$1 million grant for tooth regrowth study

A dentistry professor has received a $1 million grant to continue his research into restoring damaged dental roots using ultrasound and stem cells.

Dr Tarek El-Bialy is an associate professor of orthodontics and biomedical engineering with department of dentistry at the University of Alberta in Canada.

He was awarded the three-year grant by the Qatar National Research Foundation and will work with the Queen Dental Centre in Doha, Qatar.

His research project, entitled Using Pluripotent Gingival Cells and Ultrasound for Dental/
Periodontal Tissue Engineering
uses the subject’s own oral tissue stem cells and ultrasound for dental and periodontal tissue engineering and repair.

The study will be a joint venture between the University of Alberta’s Dentistry Department and the Queen Dental Center in Doha, Qatar.

The QNFR’s and Queen Dental Center’s interest comes from the opportunity to be one of the only two countries in the world that could offer dental stem cell treatment.

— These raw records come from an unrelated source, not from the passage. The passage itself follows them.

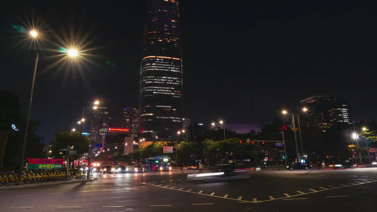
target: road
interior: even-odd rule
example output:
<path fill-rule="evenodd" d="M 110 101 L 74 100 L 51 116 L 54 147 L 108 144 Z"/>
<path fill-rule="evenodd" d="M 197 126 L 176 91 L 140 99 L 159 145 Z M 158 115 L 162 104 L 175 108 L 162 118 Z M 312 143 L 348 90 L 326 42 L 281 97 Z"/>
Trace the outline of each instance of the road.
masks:
<path fill-rule="evenodd" d="M 377 206 L 377 169 L 262 171 L 187 181 L 196 171 L 100 175 L 85 184 L 0 191 L 0 211 L 365 211 Z"/>

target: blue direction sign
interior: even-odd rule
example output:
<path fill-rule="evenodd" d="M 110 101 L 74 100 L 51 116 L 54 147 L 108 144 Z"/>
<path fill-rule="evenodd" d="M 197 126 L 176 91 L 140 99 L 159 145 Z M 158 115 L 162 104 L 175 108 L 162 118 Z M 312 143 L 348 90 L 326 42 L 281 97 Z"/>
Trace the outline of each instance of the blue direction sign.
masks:
<path fill-rule="evenodd" d="M 92 145 L 94 147 L 101 147 L 103 146 L 103 144 L 102 143 L 100 144 L 93 144 Z"/>

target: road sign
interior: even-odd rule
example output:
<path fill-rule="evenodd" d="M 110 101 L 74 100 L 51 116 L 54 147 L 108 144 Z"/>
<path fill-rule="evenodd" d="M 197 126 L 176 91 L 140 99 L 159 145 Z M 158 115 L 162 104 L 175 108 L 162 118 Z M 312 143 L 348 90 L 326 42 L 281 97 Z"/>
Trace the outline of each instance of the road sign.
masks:
<path fill-rule="evenodd" d="M 28 164 L 63 164 L 63 159 L 28 159 Z"/>
<path fill-rule="evenodd" d="M 93 144 L 92 145 L 92 146 L 93 147 L 101 147 L 103 146 L 103 144 L 102 144 L 102 143 L 94 143 L 94 144 Z"/>
<path fill-rule="evenodd" d="M 164 146 L 162 147 L 164 153 L 171 153 L 173 152 L 172 146 Z"/>
<path fill-rule="evenodd" d="M 28 164 L 26 169 L 61 169 L 63 167 L 63 165 L 60 164 Z"/>

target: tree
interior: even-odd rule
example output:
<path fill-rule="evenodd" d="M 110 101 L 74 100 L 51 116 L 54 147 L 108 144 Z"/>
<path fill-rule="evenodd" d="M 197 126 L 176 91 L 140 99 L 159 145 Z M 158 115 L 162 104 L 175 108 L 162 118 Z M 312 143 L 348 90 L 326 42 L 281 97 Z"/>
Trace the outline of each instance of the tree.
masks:
<path fill-rule="evenodd" d="M 88 137 L 82 136 L 80 132 L 61 131 L 55 132 L 55 138 L 50 143 L 49 148 L 51 152 L 49 153 L 50 157 L 55 158 L 66 158 L 66 152 L 60 150 L 67 149 L 68 146 L 71 150 L 76 151 L 78 158 L 84 153 L 87 152 L 89 144 Z"/>

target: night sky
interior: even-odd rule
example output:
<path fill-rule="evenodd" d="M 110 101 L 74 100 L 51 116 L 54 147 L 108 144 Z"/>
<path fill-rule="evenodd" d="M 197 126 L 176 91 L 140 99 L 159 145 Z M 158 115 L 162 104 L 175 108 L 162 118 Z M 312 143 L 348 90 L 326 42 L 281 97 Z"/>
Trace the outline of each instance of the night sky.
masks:
<path fill-rule="evenodd" d="M 34 20 L 50 41 L 41 43 L 44 49 L 57 49 L 55 34 L 87 35 L 85 43 L 93 41 L 86 48 L 94 49 L 87 52 L 93 55 L 84 56 L 90 61 L 82 61 L 81 68 L 72 63 L 46 69 L 61 57 L 41 54 L 31 118 L 41 121 L 45 143 L 70 129 L 83 104 L 101 100 L 113 127 L 120 126 L 124 107 L 138 107 L 146 1 L 3 2 L 0 89 L 20 96 L 25 113 L 35 52 L 17 45 L 25 35 L 12 25 Z M 296 109 L 313 95 L 349 100 L 356 120 L 377 117 L 372 1 L 179 3 L 184 117 L 263 125 L 279 109 Z"/>

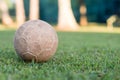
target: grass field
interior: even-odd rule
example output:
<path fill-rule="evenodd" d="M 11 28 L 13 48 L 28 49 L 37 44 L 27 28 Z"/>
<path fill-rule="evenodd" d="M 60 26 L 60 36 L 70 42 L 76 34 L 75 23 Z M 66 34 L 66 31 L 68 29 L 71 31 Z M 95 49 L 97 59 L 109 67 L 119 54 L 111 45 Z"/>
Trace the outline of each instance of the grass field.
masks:
<path fill-rule="evenodd" d="M 58 32 L 57 52 L 45 63 L 22 61 L 13 37 L 0 32 L 0 80 L 120 80 L 120 34 Z"/>

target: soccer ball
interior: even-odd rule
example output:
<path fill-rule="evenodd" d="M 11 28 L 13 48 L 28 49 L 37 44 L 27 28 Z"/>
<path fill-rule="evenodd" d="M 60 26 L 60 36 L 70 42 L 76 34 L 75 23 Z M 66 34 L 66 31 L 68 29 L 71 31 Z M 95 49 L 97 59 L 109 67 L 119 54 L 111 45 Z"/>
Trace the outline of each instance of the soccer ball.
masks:
<path fill-rule="evenodd" d="M 57 33 L 42 20 L 27 21 L 15 33 L 15 51 L 25 61 L 47 61 L 55 54 L 57 46 Z"/>

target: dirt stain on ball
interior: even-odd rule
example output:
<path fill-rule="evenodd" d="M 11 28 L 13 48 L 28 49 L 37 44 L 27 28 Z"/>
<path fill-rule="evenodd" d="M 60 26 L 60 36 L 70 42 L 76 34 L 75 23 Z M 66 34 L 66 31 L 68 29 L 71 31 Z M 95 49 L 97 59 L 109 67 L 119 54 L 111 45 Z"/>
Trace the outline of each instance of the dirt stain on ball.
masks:
<path fill-rule="evenodd" d="M 55 54 L 57 46 L 56 31 L 42 20 L 27 21 L 15 33 L 15 51 L 25 61 L 48 61 Z"/>

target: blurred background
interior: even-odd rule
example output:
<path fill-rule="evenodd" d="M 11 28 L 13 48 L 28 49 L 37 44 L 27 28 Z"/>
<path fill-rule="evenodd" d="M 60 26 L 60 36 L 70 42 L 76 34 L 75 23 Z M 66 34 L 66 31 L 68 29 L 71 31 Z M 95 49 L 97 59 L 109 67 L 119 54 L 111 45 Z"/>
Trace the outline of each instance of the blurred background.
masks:
<path fill-rule="evenodd" d="M 41 19 L 59 30 L 120 26 L 120 0 L 0 0 L 0 27 Z"/>

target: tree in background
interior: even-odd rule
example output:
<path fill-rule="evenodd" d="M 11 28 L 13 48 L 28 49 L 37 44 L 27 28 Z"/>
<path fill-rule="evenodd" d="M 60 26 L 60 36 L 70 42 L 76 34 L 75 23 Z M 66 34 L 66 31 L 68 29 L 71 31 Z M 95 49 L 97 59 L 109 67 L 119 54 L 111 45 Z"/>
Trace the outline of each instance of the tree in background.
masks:
<path fill-rule="evenodd" d="M 77 30 L 78 24 L 71 8 L 71 0 L 58 0 L 58 29 Z"/>
<path fill-rule="evenodd" d="M 5 25 L 13 24 L 13 20 L 8 12 L 8 6 L 4 0 L 0 0 L 0 10 L 2 12 L 2 23 Z"/>
<path fill-rule="evenodd" d="M 81 26 L 86 26 L 88 24 L 86 13 L 87 13 L 87 9 L 86 9 L 85 2 L 84 0 L 80 0 L 80 15 L 81 15 L 80 25 Z"/>
<path fill-rule="evenodd" d="M 30 0 L 30 20 L 39 18 L 39 0 Z"/>
<path fill-rule="evenodd" d="M 17 25 L 21 25 L 25 22 L 25 11 L 23 0 L 15 0 L 16 1 L 16 20 Z"/>

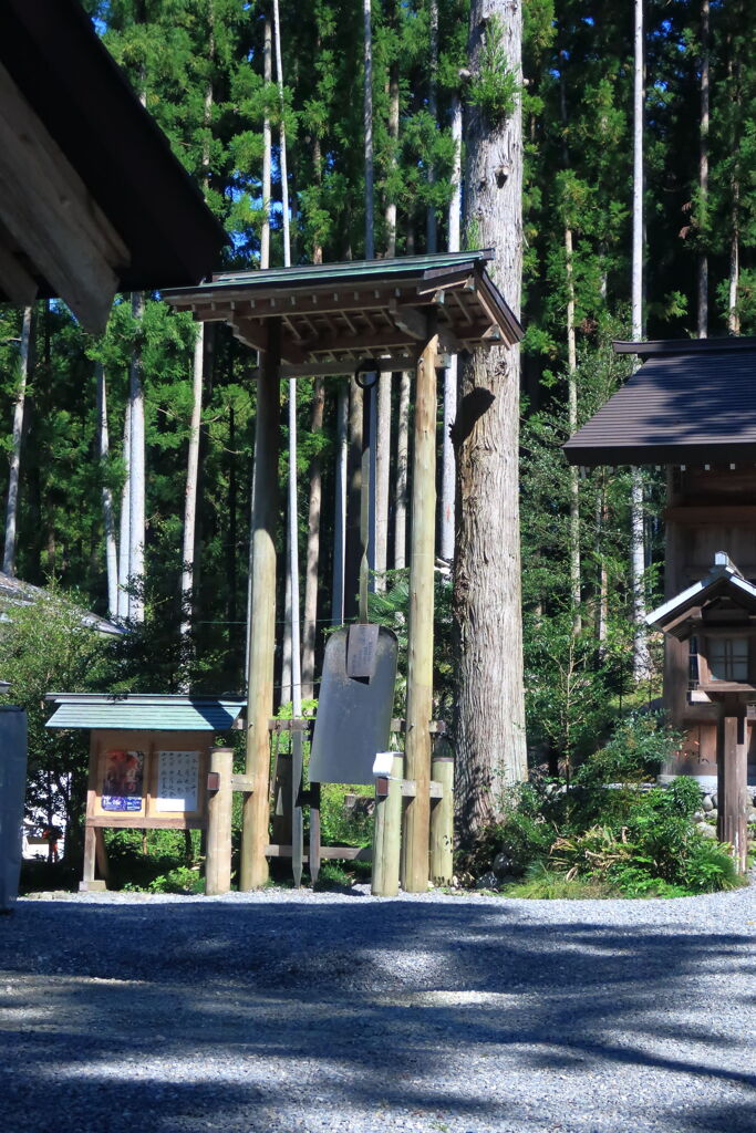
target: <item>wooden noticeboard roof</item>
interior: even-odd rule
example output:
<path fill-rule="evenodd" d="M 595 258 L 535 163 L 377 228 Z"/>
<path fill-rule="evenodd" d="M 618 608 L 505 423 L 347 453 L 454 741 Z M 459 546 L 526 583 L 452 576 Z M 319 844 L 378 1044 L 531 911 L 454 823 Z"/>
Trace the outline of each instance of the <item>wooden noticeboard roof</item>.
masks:
<path fill-rule="evenodd" d="M 756 338 L 615 342 L 640 368 L 564 453 L 571 465 L 756 460 Z"/>
<path fill-rule="evenodd" d="M 196 288 L 163 291 L 201 322 L 228 322 L 243 342 L 267 346 L 269 321 L 282 323 L 282 376 L 415 365 L 436 315 L 442 350 L 511 344 L 523 329 L 486 271 L 492 252 L 313 264 L 215 275 Z"/>
<path fill-rule="evenodd" d="M 45 727 L 136 732 L 227 732 L 246 700 L 214 697 L 48 692 L 57 705 Z"/>

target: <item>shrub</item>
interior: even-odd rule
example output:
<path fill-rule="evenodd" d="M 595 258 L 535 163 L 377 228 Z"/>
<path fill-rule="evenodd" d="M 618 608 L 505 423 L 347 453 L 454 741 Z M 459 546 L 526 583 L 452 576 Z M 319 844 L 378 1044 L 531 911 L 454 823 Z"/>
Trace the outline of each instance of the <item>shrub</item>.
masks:
<path fill-rule="evenodd" d="M 512 790 L 504 820 L 479 840 L 468 870 L 477 877 L 502 854 L 508 872 L 526 876 L 508 889 L 523 896 L 575 895 L 564 887 L 576 883 L 604 896 L 631 897 L 738 885 L 729 847 L 693 821 L 698 784 L 679 777 L 665 789 L 642 785 L 678 743 L 654 716 L 625 721 L 571 784 L 535 780 Z"/>

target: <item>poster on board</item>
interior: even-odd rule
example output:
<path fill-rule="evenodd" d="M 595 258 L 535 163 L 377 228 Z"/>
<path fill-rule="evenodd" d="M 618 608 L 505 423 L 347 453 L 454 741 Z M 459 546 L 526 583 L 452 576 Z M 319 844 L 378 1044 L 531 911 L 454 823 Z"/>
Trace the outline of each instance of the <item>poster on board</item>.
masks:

Dr El-Bialy’s grant application was peer reviewed by five experts.

He said: ‘In my first application I didn’t realise the five reviewers were internationally recognised researchers from recognised institutes all over the world.’

Dr El-Bialy hit the headlines four years ago after his research into using ultrasound to regenerate teeth was made public.

His earlier study showed that low-intensity pulsed ultrasound, applied to teeth for 20 minutes a day for four weeks, massages the gums to stimulate jaws, thus encouraging growth in the roots of teeth and aiding healing in dental tissue.

The device subsequently developed helps prevent further degeneration of dental roots.

With the new research grant, he plans to study how a patient’s own oral tissue stem cells can aid regrowth of roots.

The work is particularly important for people who wear braces, which can cause root degeneration, he said.

If the research is successful, the treatment could also help people suffering from bone loss due to gum disease.

When the three years pre-clinical studies are completed and results published, Dr El-Bialy’s next research goal is to start clinical trials with humans.